Hamburg - Sein Auftritt beginnt schon vor dem Auftritt. Als die Journalistenmeute den schmucklosen und stickigen Pressesaal stürmt, lümmelt sich José Mourinho längst auf einem Stuhl. Verächtlich-gelangweilte Blicke, herabgezogene Mundwinkel - im Stile eines Cäsaren hält der Trainer von Inter Mailand vor dem heutigen Champions-League-Spiel gegen Werder Bremen (20.45 Liveticker SPIEGEL ONLINE) Hof.
Der Portugiese stichelt, kritisiert, provoziert - und genießt innerlich das riesige Interesse seines Publikums. 40 Kilometer haben die zahlreichen Berichterstatter zurückgelegt, um sich prächtig unterhalten zu lassen im Inter-Trainingsquartier in Appiano Gentile, einem Kaff nördlich von Mailand.
"Hier entscheidet nur einer. Und wenn ich nur über die Champions League reden will, dann rede ich nur über die Champions League", kanzelt der 45-Jährige einen ohnehin schon unterwürfigen Fragesteller ab, der noch einmal etwas über das verlorene Lokalderby gegen den AC Mailand (0:1) wissen will.

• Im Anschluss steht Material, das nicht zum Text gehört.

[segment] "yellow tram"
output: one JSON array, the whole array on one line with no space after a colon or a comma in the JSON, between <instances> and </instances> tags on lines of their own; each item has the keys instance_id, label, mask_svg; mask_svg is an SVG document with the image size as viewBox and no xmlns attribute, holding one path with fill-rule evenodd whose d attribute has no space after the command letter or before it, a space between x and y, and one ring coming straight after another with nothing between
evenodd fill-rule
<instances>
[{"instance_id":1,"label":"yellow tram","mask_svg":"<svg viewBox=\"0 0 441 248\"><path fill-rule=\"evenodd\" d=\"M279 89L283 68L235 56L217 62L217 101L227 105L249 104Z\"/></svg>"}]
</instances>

Pressevertreter sind für ihn frustrierte Besserwisser, die viel zu wenig aus ihrem Leben gemacht haben. "Wahrscheinlich wollten sie Trainer werden, aber dann hat es nur zum Journalisten gereicht", unterstellt er einem anderen Medienmann. Zuvor hatte er dem Reporter der Sport-Tageszeitung "Tuttosport" vorgehalten, er solle nicht Aufstellungen im Nachhinein kritisieren, sondern im Vorhinein selbst einen Vorschlag machen. Dazu erklärte sich der Journalist spontan bereit, wenn ihm Mourinho dafür einen Teil seines Trainergehalts abgebe. Das fällt laut Mourinho üppiger aus, als bislang spekuliert wurde. "Immer wird über neun Millionen Euro berichtet. Mit Sponsoren und Werbung sind es eher elf, vielleicht auch 14 Millionen." In einer Pressemitteilung beeilte sich Inter Mailand wenig später, die genannten Zahlen zu revidieren. "Diese Summe trifft nicht zu", heißt es in einer Erklärung des Vereins.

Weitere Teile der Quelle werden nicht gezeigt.